Court of Appeals of Ohio, Fourth District, Pickaway County
Dec 30, 2008
2008 Ohio 7017 (Ohio Ct. App. 2008)

Opinion

No. 08CA8.

Released: December 30, 2008.

William J. O'Malley and Daniel H. Klos, for Defendants-Appellants.

Timothy S. Rankin and Craig J. Spadafore, Onda, LaBuhn Rankin Boggs Co., LPA, for Plaintiff-Appellee.


DECISION AND JUDGMENT ENTRY


{¶ 1} Defendants-Appellants, F. Alfred Johnson and Sylvia Johnson, appeal the decision of the Pickaway County Court of Common Pleas which denied their Civ. R. 60(B) motion for relief from judgment. Appellants raise three assignments of error for our review. However, because the trial court's entry did not completely dispose of Appellants' claims and, further, did not certify that there was no just reason for delay, as required by Civ. R. 54(B), we are unable to address the merits of the appeal. Accordingly, we find the trial court's entry was not a final appealable order and dismiss this appeal.

I. Facts

{¶ 2} Appellants, along with their son, Stephen Johnson, retained the services of Appellee law firm, Onda, LaBuhn Rankin, to represent them concerning debt they owed to various creditors. During Appellee's representation of Appellants, Appellants agreed to execute a cognovit promissory note to secure payment for Appellee's legal services. Later during Appellee's representation, Appellants agreed to execute a modification agreement which increased the amount of the original cognovit note. On this same occasion, Appellants executed and delivered to Appellee a mortgage to secure the note.

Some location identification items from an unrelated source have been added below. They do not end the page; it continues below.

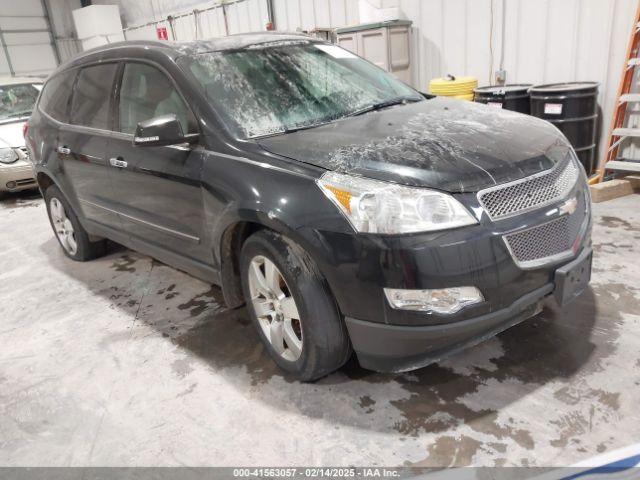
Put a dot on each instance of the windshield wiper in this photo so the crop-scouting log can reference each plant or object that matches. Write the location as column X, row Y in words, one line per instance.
column 286, row 130
column 380, row 105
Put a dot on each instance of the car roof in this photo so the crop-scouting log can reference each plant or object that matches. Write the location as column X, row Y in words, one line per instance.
column 4, row 80
column 176, row 49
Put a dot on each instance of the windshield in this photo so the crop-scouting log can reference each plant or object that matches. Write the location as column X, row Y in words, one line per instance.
column 17, row 101
column 275, row 88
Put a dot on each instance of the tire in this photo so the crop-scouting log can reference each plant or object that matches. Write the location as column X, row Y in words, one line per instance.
column 322, row 342
column 83, row 248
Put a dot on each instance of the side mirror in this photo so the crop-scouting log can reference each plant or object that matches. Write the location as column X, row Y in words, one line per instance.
column 159, row 131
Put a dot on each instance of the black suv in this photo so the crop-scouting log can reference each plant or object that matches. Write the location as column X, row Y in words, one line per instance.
column 348, row 210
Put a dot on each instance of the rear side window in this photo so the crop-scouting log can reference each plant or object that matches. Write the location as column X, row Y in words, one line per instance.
column 55, row 96
column 92, row 95
column 146, row 92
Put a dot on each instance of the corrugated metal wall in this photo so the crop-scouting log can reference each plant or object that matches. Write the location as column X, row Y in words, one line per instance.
column 241, row 16
column 544, row 40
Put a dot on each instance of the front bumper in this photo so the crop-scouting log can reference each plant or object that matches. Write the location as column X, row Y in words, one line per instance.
column 17, row 177
column 359, row 267
column 396, row 348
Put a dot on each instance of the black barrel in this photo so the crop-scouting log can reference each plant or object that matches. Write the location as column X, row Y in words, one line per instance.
column 510, row 97
column 573, row 108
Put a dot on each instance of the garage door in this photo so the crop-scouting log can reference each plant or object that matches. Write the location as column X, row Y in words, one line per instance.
column 26, row 40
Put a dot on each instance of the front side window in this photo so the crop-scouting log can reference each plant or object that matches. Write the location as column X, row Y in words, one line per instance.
column 145, row 93
column 92, row 95
column 272, row 88
column 54, row 100
column 17, row 101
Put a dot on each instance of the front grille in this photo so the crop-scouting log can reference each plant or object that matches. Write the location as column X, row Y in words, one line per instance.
column 529, row 193
column 549, row 241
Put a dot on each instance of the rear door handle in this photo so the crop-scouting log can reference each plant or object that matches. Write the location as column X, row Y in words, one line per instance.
column 116, row 162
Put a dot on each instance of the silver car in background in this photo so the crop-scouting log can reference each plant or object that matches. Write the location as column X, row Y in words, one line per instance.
column 17, row 98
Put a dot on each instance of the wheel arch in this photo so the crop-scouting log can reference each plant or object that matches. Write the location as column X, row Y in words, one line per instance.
column 230, row 245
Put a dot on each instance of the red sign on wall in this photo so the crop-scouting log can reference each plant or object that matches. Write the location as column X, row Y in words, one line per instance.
column 162, row 33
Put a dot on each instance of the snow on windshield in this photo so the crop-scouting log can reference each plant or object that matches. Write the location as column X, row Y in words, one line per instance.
column 271, row 88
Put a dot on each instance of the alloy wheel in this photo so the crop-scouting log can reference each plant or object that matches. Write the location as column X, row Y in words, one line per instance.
column 63, row 227
column 275, row 308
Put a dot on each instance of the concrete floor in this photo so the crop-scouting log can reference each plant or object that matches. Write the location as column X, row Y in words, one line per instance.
column 125, row 361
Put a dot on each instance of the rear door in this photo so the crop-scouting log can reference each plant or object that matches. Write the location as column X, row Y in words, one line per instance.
column 159, row 187
column 82, row 143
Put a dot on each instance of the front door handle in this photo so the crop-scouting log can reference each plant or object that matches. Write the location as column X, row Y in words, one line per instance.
column 116, row 162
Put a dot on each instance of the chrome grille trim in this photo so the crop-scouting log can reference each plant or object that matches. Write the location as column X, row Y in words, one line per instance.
column 536, row 191
column 551, row 241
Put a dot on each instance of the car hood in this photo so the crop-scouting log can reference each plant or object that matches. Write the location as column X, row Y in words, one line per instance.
column 11, row 134
column 445, row 144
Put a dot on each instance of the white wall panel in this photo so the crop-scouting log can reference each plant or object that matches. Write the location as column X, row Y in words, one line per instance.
column 31, row 52
column 544, row 40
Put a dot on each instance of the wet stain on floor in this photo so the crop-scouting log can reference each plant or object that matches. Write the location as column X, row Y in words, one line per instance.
column 538, row 389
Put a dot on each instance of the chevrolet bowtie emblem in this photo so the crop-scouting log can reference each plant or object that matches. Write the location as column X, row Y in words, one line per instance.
column 568, row 207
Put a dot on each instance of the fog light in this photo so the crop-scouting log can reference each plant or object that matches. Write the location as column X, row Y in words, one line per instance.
column 443, row 301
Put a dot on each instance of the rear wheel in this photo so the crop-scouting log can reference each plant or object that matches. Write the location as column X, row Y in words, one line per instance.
column 71, row 235
column 292, row 308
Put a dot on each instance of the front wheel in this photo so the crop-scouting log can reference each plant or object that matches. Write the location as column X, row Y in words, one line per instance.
column 71, row 235
column 290, row 304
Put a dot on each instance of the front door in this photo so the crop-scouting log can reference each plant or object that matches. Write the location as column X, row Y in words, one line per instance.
column 159, row 187
column 82, row 143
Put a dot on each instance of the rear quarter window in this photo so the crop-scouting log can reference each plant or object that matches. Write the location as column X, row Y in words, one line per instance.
column 54, row 100
column 92, row 96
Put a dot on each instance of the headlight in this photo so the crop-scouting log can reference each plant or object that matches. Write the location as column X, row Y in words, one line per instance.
column 372, row 206
column 7, row 155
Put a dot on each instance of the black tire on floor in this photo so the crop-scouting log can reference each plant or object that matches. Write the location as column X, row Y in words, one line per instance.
column 86, row 249
column 325, row 341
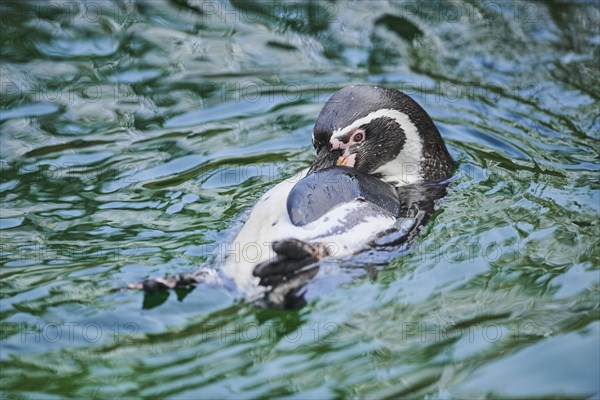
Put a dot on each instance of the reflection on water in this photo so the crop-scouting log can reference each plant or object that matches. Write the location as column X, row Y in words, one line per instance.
column 135, row 137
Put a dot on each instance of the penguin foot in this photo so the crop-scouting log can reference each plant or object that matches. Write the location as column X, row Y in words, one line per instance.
column 292, row 258
column 295, row 263
column 179, row 281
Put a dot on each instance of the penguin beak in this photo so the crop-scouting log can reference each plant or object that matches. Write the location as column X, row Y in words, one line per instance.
column 325, row 159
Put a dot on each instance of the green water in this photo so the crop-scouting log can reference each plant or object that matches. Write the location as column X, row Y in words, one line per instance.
column 135, row 137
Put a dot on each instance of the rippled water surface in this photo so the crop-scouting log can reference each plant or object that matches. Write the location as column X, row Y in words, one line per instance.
column 135, row 137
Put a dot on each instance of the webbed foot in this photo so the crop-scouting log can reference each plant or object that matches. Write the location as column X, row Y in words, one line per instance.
column 295, row 264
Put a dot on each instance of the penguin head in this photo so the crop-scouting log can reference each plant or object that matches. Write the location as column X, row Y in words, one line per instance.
column 381, row 132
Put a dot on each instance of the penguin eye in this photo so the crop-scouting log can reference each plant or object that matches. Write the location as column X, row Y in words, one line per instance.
column 358, row 137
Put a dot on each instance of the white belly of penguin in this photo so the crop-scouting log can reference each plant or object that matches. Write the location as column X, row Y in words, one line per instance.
column 345, row 230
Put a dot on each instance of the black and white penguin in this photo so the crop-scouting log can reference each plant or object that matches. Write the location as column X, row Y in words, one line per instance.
column 374, row 145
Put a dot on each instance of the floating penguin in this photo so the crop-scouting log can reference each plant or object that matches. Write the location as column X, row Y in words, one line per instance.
column 380, row 166
column 379, row 156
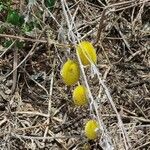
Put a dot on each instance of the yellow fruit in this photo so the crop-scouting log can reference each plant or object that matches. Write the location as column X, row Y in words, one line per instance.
column 86, row 51
column 90, row 129
column 70, row 72
column 80, row 95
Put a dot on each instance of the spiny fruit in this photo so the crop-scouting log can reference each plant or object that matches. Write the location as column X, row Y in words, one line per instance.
column 90, row 129
column 80, row 95
column 86, row 52
column 70, row 72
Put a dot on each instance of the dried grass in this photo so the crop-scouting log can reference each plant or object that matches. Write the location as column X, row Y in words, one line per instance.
column 36, row 109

Stephen Johnson is the appellant in a companion case to the case sub judice.

{¶ 3} In May of 2007, Appellee filed a two-count complaint alleging Appellants had defaulted upon the note and the mortgage. The complaint sets forth two claims: the first, breach of the cognovit note; the second, a foreclosure action upon the mortgage. On the same day the complaint was filed, the trial court entered judgment against Appellants on the cognovit note. Several months later, Appellee filed a motion for summary judgment on the second claim, the mortgage action. Appellants subsequently filed a memo contra to Appellee's motion for summary judgment and, on the same day, filed a motion under Civ. R. 60(B) for relief from judgment on the first claim, the breach of the cognovit note. In April of 2008, the trial court entered judgment denying Appellants' Civ. R. 60(B) motion. The current appeal, based upon that judgment, ensued. At the time of the filing of this appeal, Appellee's summary judgment motion on the mortgage claim was still pending.

II. Assignments of Error

1. THE TRIAL COURT ERRED BY FAILING TO DETERMINE THE CONFESSION OF JUDGMENT PROVISION WAS NOT ENFORCEABLE BECAUSE THE AMOUNT OWED ON THE INSTRUMENT CANNOT BE DETERMINED SOLELY BY READING THE PROMISSORY NOTE.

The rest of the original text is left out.